The wide variety of information being logged provides almost limitless flexibility in what can be queried. This is especially valuable during the discovery phase of an incident where it’s understood that something’s wrong, but it’s still a mystery as to what.

Getting insight into e.g., a rate limiting problem, becomes as simple as (e.g. using Splunk and its built-in query language):

canonical-log-line rate_allowed=false | stats count by user_id

A Quick Primer on Log Levels

Excerpt from 1:

You must use the appropriate criticality for each log message for log levels to be useful. While log levels are not completely standard, the following levels are common:

TRACE This is an extremely fine level of detail that only gets turned on for specific packages or classes. This is rarely used outside of development. If you need line-by-line logs or data structure dumps, this level is for you. If you find yourself using TRACE frequently, you should consider using a debugger to step through code instead.

DEBUG This is used when the message will be useful during a production issue but not during normal operations. Don’t use debug-level logging so much that the output is unusable when debugging; save that for TRACE.

INFO This is nice-to-have information about the state of the application but not indicative of any problems. Application state messages like “Service started” and “Listening on port 5050” go here. INFO is the default log level. Don’t emit frivolous logs with INFO—“just in case” logging goes into TRACE or DEBUG. INFO logging should tell us something useful during normal operations.

WARN These are messages about potentially problematic situations. A resource nearing its capacity merits a warning. Whenever you log a warning, there should be a concrete action you want the person seeing the message to take. If the warning is not actionable, log it to INFO.

ERROR These messages indicate that an error that needs attention is occurring. An unwritable database usually merits an ERROR log. ERROR logs should be detailed enough to diagnose problems. Log explicit details, including relevant stack traces and the resulting actions the software is performing.

FATAL These are the “last gasp” log messages. If the program encounters a condition so severe that it must exit immediately, a message about the cause of the problem can be logged at the FATAL level. Include relevant context about the program’s state; locations of recovery or diagnostic-related data should be logged.

Here’s an INFO-level log emitted in Rust *:
info!("Failed request: {}, retrying", e);
The log line includes the error that causes the request to fail. The INFO level is used because the application is automatically retrying; no operator action is needed.

1

C. Riccomini and D. Ryaboy, The Missing README: A Guide for the New Software Engineer, Paperback. No Starch Press, 2021.

*

The same log in Python:

import structlog_sentry_logger

logger = structlog_sentry_logger.getLogger()
...
logger.info(f"Failed request: {e}, retrying")

With structured logging:

logger.info("Failed request", error=e, retrying=True)
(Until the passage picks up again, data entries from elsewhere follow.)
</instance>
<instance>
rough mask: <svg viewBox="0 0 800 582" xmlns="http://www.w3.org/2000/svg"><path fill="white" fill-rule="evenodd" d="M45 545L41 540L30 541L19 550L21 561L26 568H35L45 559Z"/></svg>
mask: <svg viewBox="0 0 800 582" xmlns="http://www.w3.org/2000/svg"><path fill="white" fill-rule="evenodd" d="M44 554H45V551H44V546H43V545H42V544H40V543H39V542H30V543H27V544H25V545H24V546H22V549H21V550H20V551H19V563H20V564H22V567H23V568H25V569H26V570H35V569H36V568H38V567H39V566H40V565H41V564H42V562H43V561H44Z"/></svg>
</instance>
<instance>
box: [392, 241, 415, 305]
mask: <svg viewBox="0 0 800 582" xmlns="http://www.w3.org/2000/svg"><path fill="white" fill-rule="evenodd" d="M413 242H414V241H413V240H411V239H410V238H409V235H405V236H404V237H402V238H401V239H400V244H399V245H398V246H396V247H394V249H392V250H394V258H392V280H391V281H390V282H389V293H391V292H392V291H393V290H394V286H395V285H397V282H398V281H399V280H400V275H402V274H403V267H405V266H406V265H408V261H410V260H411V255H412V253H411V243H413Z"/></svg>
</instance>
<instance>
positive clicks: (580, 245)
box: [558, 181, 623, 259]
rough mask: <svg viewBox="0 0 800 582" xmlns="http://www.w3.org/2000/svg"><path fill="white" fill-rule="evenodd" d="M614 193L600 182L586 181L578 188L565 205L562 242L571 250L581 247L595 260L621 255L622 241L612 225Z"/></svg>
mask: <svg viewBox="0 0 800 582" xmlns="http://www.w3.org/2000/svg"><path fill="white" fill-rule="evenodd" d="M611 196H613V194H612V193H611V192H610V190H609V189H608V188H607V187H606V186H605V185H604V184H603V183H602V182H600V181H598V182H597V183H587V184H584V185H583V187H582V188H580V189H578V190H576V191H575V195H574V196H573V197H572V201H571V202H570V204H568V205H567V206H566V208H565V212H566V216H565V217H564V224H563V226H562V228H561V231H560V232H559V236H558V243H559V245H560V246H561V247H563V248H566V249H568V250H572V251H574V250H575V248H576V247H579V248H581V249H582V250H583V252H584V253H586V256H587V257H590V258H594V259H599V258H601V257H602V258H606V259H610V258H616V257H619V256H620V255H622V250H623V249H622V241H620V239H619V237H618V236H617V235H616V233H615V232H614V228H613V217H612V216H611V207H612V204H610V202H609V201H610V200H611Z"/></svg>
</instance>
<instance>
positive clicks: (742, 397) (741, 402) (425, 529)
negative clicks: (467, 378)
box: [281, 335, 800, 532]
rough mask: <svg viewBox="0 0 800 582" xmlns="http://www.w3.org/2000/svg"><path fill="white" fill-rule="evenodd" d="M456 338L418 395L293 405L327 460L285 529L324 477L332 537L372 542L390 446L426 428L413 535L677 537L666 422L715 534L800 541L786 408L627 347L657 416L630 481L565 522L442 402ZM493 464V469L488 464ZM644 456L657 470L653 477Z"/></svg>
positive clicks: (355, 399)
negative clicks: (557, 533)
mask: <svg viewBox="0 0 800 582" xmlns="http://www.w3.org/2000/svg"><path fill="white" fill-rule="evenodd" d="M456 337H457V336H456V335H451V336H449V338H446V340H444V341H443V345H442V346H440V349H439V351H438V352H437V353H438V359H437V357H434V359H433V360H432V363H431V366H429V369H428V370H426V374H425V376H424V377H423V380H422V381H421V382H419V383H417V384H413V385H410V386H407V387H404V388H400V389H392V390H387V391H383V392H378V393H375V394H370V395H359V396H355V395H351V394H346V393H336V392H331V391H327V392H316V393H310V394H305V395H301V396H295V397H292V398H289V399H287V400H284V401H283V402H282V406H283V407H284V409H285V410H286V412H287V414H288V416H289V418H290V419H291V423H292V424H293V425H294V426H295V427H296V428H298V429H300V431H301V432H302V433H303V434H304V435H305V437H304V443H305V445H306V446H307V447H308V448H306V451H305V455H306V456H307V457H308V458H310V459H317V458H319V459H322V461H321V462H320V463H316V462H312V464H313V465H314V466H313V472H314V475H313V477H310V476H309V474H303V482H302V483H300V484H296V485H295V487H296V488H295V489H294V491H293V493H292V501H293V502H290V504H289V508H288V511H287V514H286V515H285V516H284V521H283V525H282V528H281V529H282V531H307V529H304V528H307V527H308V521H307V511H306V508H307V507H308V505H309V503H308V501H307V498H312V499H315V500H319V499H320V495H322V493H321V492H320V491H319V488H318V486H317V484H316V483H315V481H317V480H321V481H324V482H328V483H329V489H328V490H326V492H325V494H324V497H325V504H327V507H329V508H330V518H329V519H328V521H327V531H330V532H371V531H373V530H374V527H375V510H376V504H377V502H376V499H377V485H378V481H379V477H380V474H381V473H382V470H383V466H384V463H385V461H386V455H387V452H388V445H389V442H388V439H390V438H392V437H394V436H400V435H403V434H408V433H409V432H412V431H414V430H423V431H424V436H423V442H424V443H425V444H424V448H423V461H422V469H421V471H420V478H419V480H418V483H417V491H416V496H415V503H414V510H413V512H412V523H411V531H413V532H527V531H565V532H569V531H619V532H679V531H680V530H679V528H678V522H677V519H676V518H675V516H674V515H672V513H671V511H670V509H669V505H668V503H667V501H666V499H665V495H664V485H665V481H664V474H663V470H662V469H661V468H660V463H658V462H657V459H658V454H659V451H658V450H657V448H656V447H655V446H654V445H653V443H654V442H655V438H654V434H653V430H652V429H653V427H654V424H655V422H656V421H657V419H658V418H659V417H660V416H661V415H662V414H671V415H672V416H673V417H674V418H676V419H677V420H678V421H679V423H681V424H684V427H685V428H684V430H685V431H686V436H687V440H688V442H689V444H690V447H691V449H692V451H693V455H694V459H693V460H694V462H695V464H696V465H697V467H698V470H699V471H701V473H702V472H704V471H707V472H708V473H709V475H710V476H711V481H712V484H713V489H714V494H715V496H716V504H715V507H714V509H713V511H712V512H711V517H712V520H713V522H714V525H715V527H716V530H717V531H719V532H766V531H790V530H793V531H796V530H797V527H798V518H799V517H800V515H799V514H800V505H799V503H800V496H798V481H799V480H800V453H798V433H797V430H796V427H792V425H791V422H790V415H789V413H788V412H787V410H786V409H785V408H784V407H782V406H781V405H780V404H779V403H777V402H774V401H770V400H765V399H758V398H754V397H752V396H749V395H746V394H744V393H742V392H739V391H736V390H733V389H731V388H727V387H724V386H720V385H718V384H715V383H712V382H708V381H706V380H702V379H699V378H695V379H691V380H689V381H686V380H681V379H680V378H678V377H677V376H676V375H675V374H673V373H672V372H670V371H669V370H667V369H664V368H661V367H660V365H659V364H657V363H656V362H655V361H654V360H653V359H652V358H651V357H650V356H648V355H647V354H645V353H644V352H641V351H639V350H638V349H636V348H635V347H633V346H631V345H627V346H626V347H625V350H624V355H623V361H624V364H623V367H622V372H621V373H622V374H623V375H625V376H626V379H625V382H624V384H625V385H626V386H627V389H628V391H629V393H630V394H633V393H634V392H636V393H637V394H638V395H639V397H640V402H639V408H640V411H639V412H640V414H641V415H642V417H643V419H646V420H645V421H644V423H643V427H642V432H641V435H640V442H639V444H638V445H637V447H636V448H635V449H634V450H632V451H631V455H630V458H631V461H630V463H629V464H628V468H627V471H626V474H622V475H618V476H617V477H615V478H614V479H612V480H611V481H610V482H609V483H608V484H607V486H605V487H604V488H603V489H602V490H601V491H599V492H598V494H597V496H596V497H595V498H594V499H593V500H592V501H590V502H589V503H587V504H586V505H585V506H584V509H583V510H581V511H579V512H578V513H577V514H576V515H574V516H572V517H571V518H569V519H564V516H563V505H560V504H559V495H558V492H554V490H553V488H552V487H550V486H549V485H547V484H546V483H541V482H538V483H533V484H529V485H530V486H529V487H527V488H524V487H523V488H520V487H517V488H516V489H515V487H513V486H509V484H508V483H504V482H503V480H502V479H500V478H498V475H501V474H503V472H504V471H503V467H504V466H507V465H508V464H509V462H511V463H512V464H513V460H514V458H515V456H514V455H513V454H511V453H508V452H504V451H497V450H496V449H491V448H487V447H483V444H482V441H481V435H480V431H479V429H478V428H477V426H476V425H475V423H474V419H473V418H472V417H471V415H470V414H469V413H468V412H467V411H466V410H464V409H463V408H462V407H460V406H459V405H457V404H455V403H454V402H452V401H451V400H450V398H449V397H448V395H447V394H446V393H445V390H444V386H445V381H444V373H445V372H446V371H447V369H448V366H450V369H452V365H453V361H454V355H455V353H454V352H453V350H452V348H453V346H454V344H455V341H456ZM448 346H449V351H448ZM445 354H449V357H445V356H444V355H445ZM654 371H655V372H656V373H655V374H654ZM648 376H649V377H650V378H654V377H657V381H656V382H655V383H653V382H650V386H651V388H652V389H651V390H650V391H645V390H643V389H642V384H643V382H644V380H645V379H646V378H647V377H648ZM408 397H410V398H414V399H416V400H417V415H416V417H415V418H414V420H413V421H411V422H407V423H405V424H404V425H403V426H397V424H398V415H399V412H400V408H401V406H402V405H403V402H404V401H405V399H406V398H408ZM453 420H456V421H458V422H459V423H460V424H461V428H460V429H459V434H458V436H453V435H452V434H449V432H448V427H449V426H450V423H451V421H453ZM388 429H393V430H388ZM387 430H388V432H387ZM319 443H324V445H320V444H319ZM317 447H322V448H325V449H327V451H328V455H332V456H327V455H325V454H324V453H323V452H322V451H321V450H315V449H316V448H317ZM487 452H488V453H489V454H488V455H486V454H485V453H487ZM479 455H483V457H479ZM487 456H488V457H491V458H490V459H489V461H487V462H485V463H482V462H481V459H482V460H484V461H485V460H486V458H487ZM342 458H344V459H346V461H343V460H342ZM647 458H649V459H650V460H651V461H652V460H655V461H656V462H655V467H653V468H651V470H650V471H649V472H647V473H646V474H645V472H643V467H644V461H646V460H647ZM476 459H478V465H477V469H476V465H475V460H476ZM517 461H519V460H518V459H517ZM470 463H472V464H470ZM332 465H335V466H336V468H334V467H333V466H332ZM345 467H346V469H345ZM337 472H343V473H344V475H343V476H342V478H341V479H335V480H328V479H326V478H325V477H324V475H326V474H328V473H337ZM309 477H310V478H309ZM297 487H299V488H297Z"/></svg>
And for even more granularity (e.g., if using the HTTP client library httpx):

import httpx

transport = httpx.HTTPTransport(retries=2)
client = httpx.Client(transport=transport)

# Get response
try:
    response = client.get(url)
except httpx.RequestError as exc:
    logger.fatal(
        "Failed request",
        error=exc,
        request=vars(exc.request),
        exc_info=True,
    )
    raise

# Log response details
try:
    response.raise_for_status()  # raise HTTPStatusError on 4xx and 5xx responses
except httpx.HTTPStatusError as exc:
    # Log more details for responses with error status codes
    logger.error(
        "Error response",
        error=exc,
        response=vars(exc.response),
        request=vars(exc.request),
        exc_info=True,
    )
else:
    logger.debug("Success", response=vars(response))

Note

If Sentry integration is enabled, logging events with a severity greater than or equal to ERROR will be automatically sent to Sentry.